Deutschland – aber auch Österreich – hoffen, dass diese Notmaßnahmen die Balkanroute entlasten. Diese führt über Griechenland, Mazedonien Serbien und Ungarn nach Österreich und Deutschland. Allein aus Ungarn sollen nach den EU-Plänen 54.000 Asylwerber in andere EU-Staaten übersiedeln.

Allerdings legten sich in Brüssel eine Reihe osteuropäischer Staaten gegen die Aufnahme weiterer Flüchtlinge quer. Widerstand kommt aus Polen, Ungarn, der Slowakei und Tschechien, aber auch aus dem Baltikum.

Keine einstimmige Grundsatzerklärung

Der deutsche Innenminister Thomas de Maizière sagte nach Ende der Verhandlungen, dass es nicht gelungen sei, von den übrigen EU-Staaten fixe Zusagen für die Aufnahme von mehr Asylwerbern zu bekommen, es also nur eine politische Grundsatzerklärung abseits der 32.000 gebe.

Und sogar diese Erklärung kam nicht einstimmig zustande: In einem extrem ungewöhnlichen Schritt wurden die Länder aus Osteuropa von den übrigen Staaten überstimmt. "Einige Länder fühlen sich der solidarischen Verantwortung nicht verpflichtet", so de Maizière enttäuscht.

Aus Sicht der Kommission wird die Liste mit ungelösten Problemen damit länger. Denn längst geht es nicht mehr "nur" um die Aufteilung von Flüchtlingen. Nachdem am Montag ein Land nach dem anderen im Alleingang mit Grenzkontrollen begann oder diese ankündigte, schien plötzlich das Schengen-System der offenen Grenzen auf dem Spiel zu stehen.

Kontrollen an den Grenzen

Nach Deutschland und Österreich kündigten auch die Niederlande vorübergehende Kontrollen an. Auch Polen zeigte sich dazu bereit. Die slowakische Regierung entsandte Polizeieinheiten in Richtung Grenze, obwohl Innenminister Robert Kaliňák in Brüssel betonte, dass man vorerst keine systematischen Kontrollen durchführen werde. Sogar der französische Innenminister Bernard Cazeneuve sagte, dass er sich vorstellen könne, Grenzkontrollen zu Italien einzuführen.
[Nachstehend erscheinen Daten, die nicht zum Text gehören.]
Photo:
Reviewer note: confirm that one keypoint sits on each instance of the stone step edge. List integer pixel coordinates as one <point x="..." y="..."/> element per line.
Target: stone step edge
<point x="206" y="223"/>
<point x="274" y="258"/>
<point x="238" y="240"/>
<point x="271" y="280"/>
Deutschland hatte im Vorfeld des EU-Treffens signalisiert, dass eine schnelle Umsetzung des von der EU-Kommission geforderten Quotensystems die Rückkehr zur Normalität an den Grenzen erleichtern würde. Geholfen hat dieses Argument vorerst offenbar aber nicht.

Wobei die Union immerhin in einigen anderen Detailfragen Fortschritte erzielen konnte: So haben sich die Innenminister auf eine gemeinsame Liste mit sicheren Herkunftsstaaten verständigen können – bisher konnte jeder Staat solche Listen selbst erstellen.

Türkei nicht auf Liste sicherer Herkunftsstaaten

Staatsbürger aus sicheren Herkunftsländern können in der EU zwar weiterhin Asyl beantragen, haben real aber kaum Chancen. Alle Länder des Westbalkans, also etwa Serbien und Mazedonien, gelten als sicher, nicht aber, wie von der EU-Kommission gewünscht, die Türkei. Hier bestehe weiter Diskussionsbedarf, so der deutsche Innenminister de Maizière. Die Türkei steht wegen Menschenrechtsverletzungen immer wieder im Zentrum der Kritik, und soeben ist der Konflikt mit den Kurden wieder eskaliert.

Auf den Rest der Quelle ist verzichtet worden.